An Efficient Approach for Agile Web Based Project Estimation: AgileMOW ()
1. Introduction
Software projects generally follow the traditional development life cycle models [1]. Unfortunately these models do not result in successful product in terms of technology used and satisfaction of revised requirements at the time of product release. Software development effort estimation deals with the prediction of the probable amount of time and cost required to complete the specific development task. Predicting the estimates obtained at the early stages of development life cycle is inaccurate because of long duration between the signing of the project and its delivery, also not much details of the system is available at that time. The way we develop software is changing. Software is developed from requirements through Agile Web development; professionals join together for building blocks and reusable components using rapid application development process and continuous prototyping [2]. Things take place so quickly that it is tough to get a handle on their status and whether they are making suitable progress [3]. Web based projects are also hard to estimate, especially in agile environment with limited resources, software developers require to better predict the time and effort is essential to pull off such projects successfully. The result motivates industries and developers to adapt more iterative and incremental agile models. Software estimation is mandatory for software developers and their companies because it can provide cost control delivery accuracy and many other benefits. There are three elements under software Web cost estimation, i.e. software metric, web cost estimation model and software cost estimation tool [4]. Presently many quantitative models of software cost estimation have been developed. Most of the software estimation models available are based on some forms of regression technique, these models have a mathematical foundation and are constructed by collecting data on completed software project and developing regression equation relating them.
In this paper we introduce AgileMOW, an adaptation of a software estimation model to a particular context of agile methodology of software development. In the Second section, we briefly discuss about the software cost estimation models. Section 3 presents agile based web development projects and its characteristics, Section 4 highlights about challenges in web cost estimation, Sections 5 and 6 present the Agile software development and their manifestoes along with problem statement. The proposed model for agile web based software effort estimation is given and described in the following section.
2. Software Cost Estimation Models
Software industries and developers always interest to know the time estimation of software projects at the time of inception of software development. Cost models were only based on a single parameter such as program size. These models were not accurate and estimation done by comparing similar projects that have already been developed. Now a day in the light of software crisis all over the world, software estimation is a big challenge due to it allows for financial and strategic planning. Software cost estimation techniques can broadly be classified under algorithmic and non algorithmic models [5] as shown in Figure 1.

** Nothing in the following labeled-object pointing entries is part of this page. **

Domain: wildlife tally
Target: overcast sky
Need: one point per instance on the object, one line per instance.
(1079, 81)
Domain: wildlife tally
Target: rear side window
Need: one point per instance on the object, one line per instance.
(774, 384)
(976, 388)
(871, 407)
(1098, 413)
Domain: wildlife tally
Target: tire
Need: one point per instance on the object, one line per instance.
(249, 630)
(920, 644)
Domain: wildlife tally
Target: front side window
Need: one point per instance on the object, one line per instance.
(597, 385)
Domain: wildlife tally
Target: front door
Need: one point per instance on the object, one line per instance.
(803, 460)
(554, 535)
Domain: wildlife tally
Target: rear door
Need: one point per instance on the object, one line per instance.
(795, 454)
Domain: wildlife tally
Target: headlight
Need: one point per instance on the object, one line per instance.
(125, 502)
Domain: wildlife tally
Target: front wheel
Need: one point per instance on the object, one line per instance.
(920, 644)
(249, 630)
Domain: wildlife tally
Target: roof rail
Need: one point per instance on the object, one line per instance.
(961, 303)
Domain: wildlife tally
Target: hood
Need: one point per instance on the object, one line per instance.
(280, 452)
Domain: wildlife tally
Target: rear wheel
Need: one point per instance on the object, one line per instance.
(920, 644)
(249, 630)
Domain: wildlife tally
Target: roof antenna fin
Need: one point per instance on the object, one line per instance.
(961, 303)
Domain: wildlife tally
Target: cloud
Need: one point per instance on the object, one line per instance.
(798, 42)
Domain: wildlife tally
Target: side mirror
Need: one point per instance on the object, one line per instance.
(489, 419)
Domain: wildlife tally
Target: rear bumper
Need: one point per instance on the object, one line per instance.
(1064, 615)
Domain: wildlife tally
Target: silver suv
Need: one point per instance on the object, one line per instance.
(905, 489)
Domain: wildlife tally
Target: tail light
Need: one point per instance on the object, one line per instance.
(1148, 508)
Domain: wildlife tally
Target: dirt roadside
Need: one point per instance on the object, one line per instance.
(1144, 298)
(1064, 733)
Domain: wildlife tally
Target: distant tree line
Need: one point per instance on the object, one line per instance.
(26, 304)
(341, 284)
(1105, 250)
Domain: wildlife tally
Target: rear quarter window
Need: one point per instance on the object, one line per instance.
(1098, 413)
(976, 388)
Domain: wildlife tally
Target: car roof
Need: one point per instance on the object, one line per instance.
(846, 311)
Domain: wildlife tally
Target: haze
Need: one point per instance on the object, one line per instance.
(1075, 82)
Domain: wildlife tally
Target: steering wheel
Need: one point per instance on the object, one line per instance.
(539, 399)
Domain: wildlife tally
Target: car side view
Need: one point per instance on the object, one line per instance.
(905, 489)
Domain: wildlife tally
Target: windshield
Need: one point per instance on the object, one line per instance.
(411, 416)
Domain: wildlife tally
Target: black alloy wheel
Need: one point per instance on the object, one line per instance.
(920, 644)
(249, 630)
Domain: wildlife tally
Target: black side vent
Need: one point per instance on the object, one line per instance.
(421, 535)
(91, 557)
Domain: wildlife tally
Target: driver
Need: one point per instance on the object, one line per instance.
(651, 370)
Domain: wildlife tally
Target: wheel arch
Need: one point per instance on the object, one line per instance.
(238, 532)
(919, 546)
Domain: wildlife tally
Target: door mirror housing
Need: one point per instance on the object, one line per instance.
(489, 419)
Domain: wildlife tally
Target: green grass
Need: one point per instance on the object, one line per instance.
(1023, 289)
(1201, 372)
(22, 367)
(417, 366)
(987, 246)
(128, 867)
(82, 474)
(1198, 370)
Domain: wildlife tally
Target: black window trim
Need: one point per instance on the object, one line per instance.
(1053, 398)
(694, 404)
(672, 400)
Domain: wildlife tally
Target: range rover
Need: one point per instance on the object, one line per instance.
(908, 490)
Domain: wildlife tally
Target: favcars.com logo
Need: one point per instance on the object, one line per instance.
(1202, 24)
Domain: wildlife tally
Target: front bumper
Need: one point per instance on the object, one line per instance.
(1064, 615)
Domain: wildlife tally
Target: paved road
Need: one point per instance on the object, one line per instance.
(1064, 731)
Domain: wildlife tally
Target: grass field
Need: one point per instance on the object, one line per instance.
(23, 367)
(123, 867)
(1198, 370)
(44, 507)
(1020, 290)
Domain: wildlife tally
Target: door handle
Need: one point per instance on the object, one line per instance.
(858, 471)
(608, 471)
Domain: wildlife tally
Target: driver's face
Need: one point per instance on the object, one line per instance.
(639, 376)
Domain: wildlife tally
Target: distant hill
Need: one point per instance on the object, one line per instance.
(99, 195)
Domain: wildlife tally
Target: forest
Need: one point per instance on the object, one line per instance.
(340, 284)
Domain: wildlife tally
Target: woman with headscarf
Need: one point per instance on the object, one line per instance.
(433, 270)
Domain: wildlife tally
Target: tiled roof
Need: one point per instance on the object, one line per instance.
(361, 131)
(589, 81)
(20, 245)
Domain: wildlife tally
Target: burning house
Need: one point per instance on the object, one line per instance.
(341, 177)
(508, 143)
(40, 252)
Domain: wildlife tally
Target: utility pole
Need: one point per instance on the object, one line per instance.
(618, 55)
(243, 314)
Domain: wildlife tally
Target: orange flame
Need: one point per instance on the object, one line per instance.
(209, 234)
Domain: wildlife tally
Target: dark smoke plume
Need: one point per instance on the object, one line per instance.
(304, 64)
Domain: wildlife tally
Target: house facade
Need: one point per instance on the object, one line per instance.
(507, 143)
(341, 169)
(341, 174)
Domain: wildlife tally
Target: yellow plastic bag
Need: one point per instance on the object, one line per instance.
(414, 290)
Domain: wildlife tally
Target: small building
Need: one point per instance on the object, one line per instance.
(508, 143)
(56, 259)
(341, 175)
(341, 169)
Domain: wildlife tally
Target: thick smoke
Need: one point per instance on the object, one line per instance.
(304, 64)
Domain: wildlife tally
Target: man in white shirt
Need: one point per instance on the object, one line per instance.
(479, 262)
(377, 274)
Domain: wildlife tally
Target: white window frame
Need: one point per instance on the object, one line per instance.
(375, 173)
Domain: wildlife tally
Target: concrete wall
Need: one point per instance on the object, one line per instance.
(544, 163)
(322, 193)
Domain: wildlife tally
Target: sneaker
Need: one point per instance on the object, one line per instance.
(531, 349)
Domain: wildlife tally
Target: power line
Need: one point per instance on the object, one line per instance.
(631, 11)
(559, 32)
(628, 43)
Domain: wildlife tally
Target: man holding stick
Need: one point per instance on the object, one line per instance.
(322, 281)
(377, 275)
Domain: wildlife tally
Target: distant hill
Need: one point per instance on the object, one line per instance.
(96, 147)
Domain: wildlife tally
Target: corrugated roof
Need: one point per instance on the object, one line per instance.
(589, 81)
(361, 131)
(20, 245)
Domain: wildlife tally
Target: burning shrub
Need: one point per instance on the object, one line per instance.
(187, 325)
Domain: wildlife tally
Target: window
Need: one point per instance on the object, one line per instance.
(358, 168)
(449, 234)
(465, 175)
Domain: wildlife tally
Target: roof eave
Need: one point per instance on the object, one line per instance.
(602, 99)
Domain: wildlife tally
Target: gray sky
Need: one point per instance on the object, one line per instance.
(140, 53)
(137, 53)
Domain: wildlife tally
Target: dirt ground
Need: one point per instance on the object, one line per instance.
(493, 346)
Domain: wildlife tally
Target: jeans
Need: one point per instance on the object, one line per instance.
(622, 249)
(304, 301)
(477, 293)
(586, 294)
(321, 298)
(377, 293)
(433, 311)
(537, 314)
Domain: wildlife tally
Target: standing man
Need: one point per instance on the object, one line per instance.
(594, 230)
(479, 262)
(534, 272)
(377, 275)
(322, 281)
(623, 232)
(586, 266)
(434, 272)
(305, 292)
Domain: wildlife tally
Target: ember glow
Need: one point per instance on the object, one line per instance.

Figure 1. Software estimation classification.
Algorithmic models are based on the statistical analysis of historical data such as past projects. Non algorithmic techniques are based on new approach like expert judgment, price to win and machine learning.
2.1. Algorithmic Models
Few very popular algorithmic models includes COCOMO II by Boehm’s, function point by Albert’s and SLIM by Putnam. All these models require inputs accurate estimate of specific attribute such as line of code (LOC), number of user screen, interface complexity etc. which are difficult to predict during the initial stage of software development.
Figure 2 illustrates some very popular algorithmic models. Calculating these models is hard due to inherent complex relationships between the related attributes. Despite attributes and relationships used to predict software development estimates could change over for different software development environment. The limitation of algorithmic models led to the introduction of non algorithmic technique.

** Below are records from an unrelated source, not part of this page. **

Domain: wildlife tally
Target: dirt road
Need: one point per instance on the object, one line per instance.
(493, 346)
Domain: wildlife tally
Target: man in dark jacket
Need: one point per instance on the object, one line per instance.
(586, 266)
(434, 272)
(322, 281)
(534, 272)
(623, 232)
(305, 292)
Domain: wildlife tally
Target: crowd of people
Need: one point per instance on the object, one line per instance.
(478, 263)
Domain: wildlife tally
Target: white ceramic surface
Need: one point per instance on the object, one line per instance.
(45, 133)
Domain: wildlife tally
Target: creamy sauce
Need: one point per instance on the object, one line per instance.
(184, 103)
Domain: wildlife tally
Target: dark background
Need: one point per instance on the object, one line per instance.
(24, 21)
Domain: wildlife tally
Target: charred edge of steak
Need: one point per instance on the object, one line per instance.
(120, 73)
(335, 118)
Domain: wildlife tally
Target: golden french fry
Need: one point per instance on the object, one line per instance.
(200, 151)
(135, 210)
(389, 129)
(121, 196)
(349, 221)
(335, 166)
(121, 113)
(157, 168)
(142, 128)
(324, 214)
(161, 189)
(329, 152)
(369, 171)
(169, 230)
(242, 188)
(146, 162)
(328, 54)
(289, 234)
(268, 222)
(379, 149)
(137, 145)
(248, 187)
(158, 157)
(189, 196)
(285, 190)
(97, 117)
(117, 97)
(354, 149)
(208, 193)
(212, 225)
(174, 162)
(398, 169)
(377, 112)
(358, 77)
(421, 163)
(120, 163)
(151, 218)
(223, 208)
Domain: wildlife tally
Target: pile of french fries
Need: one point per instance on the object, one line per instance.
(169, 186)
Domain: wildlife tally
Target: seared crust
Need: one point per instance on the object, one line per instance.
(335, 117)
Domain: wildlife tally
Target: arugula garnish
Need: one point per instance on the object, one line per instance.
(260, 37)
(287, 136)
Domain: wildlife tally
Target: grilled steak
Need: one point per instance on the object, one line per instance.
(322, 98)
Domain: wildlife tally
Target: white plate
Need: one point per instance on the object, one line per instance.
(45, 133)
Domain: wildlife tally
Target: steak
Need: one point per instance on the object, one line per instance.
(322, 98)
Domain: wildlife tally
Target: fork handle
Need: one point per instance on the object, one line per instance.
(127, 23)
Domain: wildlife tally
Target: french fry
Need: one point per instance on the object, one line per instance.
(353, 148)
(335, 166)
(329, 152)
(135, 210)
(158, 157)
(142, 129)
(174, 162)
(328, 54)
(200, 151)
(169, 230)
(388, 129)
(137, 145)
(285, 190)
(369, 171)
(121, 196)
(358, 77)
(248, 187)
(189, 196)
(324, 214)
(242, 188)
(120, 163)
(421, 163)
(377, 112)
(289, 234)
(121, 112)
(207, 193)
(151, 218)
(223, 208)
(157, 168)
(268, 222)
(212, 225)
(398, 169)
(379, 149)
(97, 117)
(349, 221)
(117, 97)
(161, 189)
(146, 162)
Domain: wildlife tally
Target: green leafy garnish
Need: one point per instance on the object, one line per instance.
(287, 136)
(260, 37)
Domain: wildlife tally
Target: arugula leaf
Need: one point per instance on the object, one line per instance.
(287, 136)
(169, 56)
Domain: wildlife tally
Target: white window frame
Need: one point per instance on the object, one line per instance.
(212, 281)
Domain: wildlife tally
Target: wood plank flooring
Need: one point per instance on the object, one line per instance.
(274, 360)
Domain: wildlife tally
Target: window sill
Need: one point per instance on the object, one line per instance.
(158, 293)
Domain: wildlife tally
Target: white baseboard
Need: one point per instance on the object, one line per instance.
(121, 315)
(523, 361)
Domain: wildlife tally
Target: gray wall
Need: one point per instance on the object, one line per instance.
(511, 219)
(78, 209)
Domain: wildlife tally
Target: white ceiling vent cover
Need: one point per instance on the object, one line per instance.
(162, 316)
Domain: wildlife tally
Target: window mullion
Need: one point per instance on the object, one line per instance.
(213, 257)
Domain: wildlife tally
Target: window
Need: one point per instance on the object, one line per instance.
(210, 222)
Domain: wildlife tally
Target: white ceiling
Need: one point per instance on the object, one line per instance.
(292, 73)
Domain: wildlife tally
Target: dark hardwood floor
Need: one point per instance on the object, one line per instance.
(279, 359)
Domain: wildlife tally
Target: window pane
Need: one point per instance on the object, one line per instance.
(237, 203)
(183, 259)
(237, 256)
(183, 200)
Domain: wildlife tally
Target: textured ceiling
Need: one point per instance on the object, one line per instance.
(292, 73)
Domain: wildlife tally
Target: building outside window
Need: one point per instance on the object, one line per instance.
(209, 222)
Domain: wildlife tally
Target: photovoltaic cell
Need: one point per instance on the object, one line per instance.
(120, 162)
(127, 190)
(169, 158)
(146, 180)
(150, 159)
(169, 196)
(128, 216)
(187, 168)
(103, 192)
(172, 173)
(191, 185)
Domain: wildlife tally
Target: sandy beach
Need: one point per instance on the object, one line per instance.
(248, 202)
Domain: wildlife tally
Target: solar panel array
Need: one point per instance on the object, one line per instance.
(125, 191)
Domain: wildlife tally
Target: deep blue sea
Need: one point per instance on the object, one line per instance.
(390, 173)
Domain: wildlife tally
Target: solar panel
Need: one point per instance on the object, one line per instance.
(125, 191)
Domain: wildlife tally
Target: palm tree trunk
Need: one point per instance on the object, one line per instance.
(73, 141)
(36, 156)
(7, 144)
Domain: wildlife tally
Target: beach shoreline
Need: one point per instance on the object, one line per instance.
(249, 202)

2.2. Non Algorithmic Models
Non algorithmic models for software estimation came into the existence in early 90’s. Researchers of their field found some new approaches supported by soft computing;
they are artificial neural network, fuzzy logic and genetic algorithms.
Figure 3 summarize the non algorithmic techniques. Expert Judgment is a non algorithmic technique is carried out based on experience of project manager or a team of expert. Experience proves that model-based estimates do not perform considerably better than estimates exclusively based on expert judgment [6]. In Thumb Rule decision is taken based on personnel interest, it has certain drawbacks. In Delphi technique, no direct interaction is there among the experts, Coordinator look after the whole process. Wide Band Delphi technique introduced by Rand Corporation is a one to one interaction technique is carried out after mutual agreement among experts. Buy vs. Make decision is based on reusable Component based software development. In Parkinson’s Law the project cost is calculated on the basis of resources available in an organization. In pricing to win estimation technique the project cost is determined from the customer’s budget, however the approach is a business like but when detailed information is lacking it may be the appropriate strategy. PSP Probe Method introduced by Watt uses similar project and product work experiences when estimating future efforts. TSP Planning (Team software process) introduces team dynamics for planning, role definition and development phases over PSP trained and operating developers.